Estas Navidades, he tenido ocasión de leer No, el poemario con el que Francisco José Martínez Morán ha obtenido el I Premio Internacional de Poesía Francisco Brines, publicado con Pre-Textos. Al autor lo conocía ya por otro libro suyo, Los cuadernos del frío (BajAmar, 2021), en el que pude ya apreciar su estilo condensado y directo, reflexivo y afín a la quietud. Un estilo que le ha servido para obtener importantes reconocimientos con libros anteriores, como el Premio de Poesía Joven Félix Grande y el Premio Hiperión.

De No, destacaría la magnífica capacidad del poeta para imprimir un ritmo, una melodía a su poesía, a pesar de que estemos hablando de una poesía experiencial. Una cosa no quita la otra y así debería ocurrir siempre. Estamos tristemente acostumbrados en la poesía contemporánea a que, si la poesía es sobria o de estilo narrativo o experiencial, el papel del ritmo quede relegado a un lugar muy secundario o directamente inexistente. A pesar de ser el eje del género lírico. Y ojo, digo “ritmo” y no “rima”. Porque el verso libre, bien utilizado, debe resultar tan melódico como la rima.

La poética de Martínez Morán lo cumple. Posee un ritmo corto y elegante, condensado, en consonancia con la temática y con la perspectiva. Versos cortos, muy definidos y depurados en los que se aprecia una gran elaboración. Palabras que no sobran ni faltan. Sin huecos, sin extrañezas. El poeta pasea por su realidad y la fotografía con palabras; quizá por eso está tan presente la luz en la obra, así como su contraste: la sombra. Es un libro de claroscuros, que pasa por una claridad guilleniana, pero no se queda en mera contemplación, sino que reflexiona sobre las alas rotas de ese mundo.

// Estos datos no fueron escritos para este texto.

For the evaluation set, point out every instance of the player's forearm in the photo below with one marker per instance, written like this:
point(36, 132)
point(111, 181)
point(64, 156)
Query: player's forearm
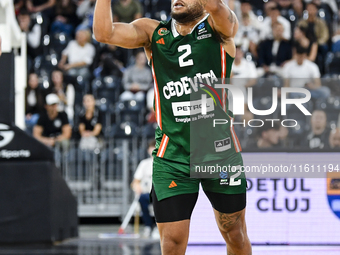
point(102, 21)
point(224, 19)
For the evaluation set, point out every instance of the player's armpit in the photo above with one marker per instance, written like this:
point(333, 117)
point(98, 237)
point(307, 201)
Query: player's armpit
point(133, 35)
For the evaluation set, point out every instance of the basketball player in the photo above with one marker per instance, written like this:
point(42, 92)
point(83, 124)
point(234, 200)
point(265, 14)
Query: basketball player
point(197, 42)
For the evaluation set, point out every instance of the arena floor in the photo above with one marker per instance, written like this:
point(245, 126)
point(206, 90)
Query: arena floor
point(90, 244)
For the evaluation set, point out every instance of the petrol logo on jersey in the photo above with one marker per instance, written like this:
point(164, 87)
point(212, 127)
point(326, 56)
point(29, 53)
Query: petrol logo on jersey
point(202, 30)
point(163, 31)
point(333, 192)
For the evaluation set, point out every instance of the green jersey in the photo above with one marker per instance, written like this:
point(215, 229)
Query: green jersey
point(184, 69)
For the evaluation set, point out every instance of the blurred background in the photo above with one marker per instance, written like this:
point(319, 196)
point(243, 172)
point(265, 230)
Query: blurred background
point(103, 95)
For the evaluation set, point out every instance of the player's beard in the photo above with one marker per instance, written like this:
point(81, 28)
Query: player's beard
point(194, 12)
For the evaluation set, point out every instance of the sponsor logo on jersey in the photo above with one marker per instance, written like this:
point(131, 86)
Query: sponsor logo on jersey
point(333, 192)
point(191, 107)
point(163, 31)
point(188, 85)
point(161, 41)
point(224, 178)
point(201, 37)
point(202, 29)
point(222, 145)
point(6, 135)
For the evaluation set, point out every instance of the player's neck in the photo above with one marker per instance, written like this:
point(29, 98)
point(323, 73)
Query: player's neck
point(186, 28)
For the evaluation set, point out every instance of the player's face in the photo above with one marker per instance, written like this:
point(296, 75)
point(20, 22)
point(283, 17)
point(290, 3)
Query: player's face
point(33, 81)
point(89, 101)
point(273, 136)
point(57, 77)
point(185, 11)
point(335, 139)
point(319, 120)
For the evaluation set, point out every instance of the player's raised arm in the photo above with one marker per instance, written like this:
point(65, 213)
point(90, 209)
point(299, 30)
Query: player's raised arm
point(133, 35)
point(223, 19)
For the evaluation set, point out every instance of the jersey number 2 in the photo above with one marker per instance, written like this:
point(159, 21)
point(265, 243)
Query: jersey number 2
point(187, 49)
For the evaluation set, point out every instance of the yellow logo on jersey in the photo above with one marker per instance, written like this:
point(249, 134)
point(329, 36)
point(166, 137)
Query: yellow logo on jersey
point(163, 31)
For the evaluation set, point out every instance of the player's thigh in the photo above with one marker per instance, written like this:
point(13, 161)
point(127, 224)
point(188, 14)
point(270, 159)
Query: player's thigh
point(171, 178)
point(227, 194)
point(174, 193)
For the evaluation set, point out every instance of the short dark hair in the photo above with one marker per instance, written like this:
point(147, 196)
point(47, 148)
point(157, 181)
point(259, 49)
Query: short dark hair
point(300, 49)
point(313, 3)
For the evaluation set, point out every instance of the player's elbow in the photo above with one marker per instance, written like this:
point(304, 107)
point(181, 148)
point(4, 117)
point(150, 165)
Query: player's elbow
point(100, 35)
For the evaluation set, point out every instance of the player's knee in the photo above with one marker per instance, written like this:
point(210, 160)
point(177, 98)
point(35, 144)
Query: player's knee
point(172, 241)
point(236, 238)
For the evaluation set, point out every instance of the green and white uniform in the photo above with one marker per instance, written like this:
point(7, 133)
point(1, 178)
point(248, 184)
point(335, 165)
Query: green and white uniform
point(184, 68)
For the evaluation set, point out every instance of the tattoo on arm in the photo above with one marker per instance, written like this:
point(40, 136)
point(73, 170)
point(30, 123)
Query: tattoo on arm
point(231, 17)
point(227, 221)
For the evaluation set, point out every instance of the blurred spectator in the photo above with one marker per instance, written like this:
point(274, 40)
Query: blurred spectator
point(336, 41)
point(66, 19)
point(46, 7)
point(141, 185)
point(318, 137)
point(34, 102)
point(137, 79)
point(273, 53)
point(334, 139)
point(80, 54)
point(247, 35)
point(268, 136)
point(127, 11)
point(65, 92)
point(244, 72)
point(300, 38)
point(244, 75)
point(315, 26)
point(90, 125)
point(273, 15)
point(33, 33)
point(247, 10)
point(300, 72)
point(298, 6)
point(286, 6)
point(85, 13)
point(19, 5)
point(53, 126)
point(110, 60)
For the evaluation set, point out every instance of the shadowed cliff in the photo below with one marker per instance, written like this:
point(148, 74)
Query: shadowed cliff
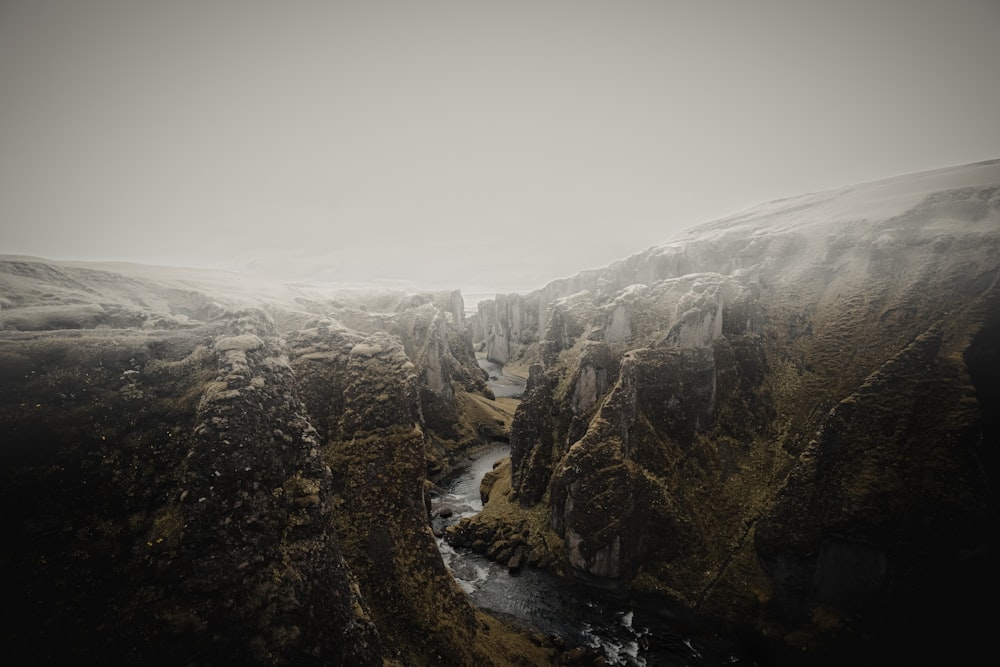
point(202, 469)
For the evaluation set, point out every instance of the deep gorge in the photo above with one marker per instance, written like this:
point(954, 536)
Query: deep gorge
point(780, 430)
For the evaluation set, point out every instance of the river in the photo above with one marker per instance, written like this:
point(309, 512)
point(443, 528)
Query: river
point(629, 631)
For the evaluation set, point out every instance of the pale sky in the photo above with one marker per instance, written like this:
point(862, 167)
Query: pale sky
point(487, 146)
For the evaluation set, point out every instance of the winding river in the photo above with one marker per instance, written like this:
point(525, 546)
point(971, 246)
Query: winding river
point(629, 631)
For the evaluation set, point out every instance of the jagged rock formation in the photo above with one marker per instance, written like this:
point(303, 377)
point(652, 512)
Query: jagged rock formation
point(782, 420)
point(200, 470)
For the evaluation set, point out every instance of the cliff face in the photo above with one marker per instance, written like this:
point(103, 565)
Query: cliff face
point(199, 470)
point(783, 418)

Hay una decepción latente, una frustración: “pero no hay fuerza humana que soporte / el peso de este mundo tan vacío, / el pálido inventario de unos días / sin otro fin que el tedio y sus parientes”. Confiesa el poeta: “¿Qué puedo yo enseñaros, salvo calma, / paciencia, lucidez y decepción?”. Quizá en esos versos se condense la esencia de su poética, porque para mostrar esa decepción, lo hace desde la calma, desde una quietud desusada y lírica en la que detiene el universo y lo mira a lo lejos. También responde a los grandes pensadores, como Horacio, Séneca o Marco Aurelio: “Intento la armonía, pero sé / de sobra que lo humano la rechaza: / vuelvo el rostro y está abrasado el mundo”.

Y sin embargo, es capaz de encontrar la belleza entre esas ruinas. Una belleza luminosa y fugitiva: “Pero ojalá tu luz, / tu luz en el silencio y el tumulto; / tu luz, sólo tu luz / contra toda luz falsa, / contra el miedo y el hábito del miedo, / contra la humana forma del delirio”. Y hallar belleza en el incendio es la tarea, al fin, del poeta.